Uma petição no Change.org contra a mudança ultrapassou 335.000 assinaturas, campanhas com as hashtags #BoycottSony e "Sem Disco, Sem Compra" continuam se espalhando, e a indignação se estendeu a jogos não relacionados. Quando a Insomniac lançou o trailer de Marvel's Wolverine este mês, os comentários se encheram de reclamações sobre o disco em vez de elogios a Logan, e publicações sobre Marvel Tokon e PowerWash Simulator seguiram a mesma tendência. No PlayStation Blog, milhares de comentários se acumularam em poucas horas, muitos deles girando em torno da mesma reclamação sobre pagar o preço integral por algo que não vale a pena, e pedidos para o cancelamento da PlayStation Plus em protesto se espalharam pelas redes sociais. Os fãs levantaram questões como revenda, presentes, preservação de jogos e como os preços se estabilizarão quando o disco deixar de ser uma opção.

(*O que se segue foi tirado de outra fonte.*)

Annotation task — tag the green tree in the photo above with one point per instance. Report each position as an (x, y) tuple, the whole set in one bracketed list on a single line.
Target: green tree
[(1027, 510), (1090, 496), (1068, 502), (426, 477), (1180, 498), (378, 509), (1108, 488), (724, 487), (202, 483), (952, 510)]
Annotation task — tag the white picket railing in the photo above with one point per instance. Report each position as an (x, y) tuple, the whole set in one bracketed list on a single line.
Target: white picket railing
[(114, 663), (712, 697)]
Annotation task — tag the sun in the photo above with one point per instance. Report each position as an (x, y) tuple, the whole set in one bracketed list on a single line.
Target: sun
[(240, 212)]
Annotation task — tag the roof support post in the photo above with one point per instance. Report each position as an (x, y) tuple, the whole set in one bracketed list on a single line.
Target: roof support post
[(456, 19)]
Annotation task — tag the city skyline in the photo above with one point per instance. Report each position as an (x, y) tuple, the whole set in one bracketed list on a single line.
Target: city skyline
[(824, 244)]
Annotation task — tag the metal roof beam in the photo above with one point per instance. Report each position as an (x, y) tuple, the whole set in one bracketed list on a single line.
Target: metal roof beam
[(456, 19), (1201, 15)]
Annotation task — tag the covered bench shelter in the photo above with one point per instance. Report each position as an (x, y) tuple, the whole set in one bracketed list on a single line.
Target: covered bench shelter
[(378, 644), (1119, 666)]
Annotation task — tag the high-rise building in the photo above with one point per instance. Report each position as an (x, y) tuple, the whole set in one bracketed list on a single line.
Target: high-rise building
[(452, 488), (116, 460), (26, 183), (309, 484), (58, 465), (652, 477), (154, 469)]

Apesar de toda a polêmica, a Sony não demonstrou qualquer intenção de recuar. A União Europeia afirmou não ter fundamentos legais para obrigar a empresa a continuar vendendo discos, e analistas esperam que a Sony simplesmente espere a tempestade passar, apostando que sua enorme base de consoles absorverá quaisquer cancelamentos decorrentes de protestos. A posição da Sega se destaca justamente por ser um raro contraponto público vindo de uma grande editora japonesa, mesmo que Utsumi faça questão de ressaltar que o mercado digital também importa. Por ora, os nomes mais influentes do mercado de jogos japonês podem registrar sua discordância, mas nenhum deles pode mudar os planos da Sony.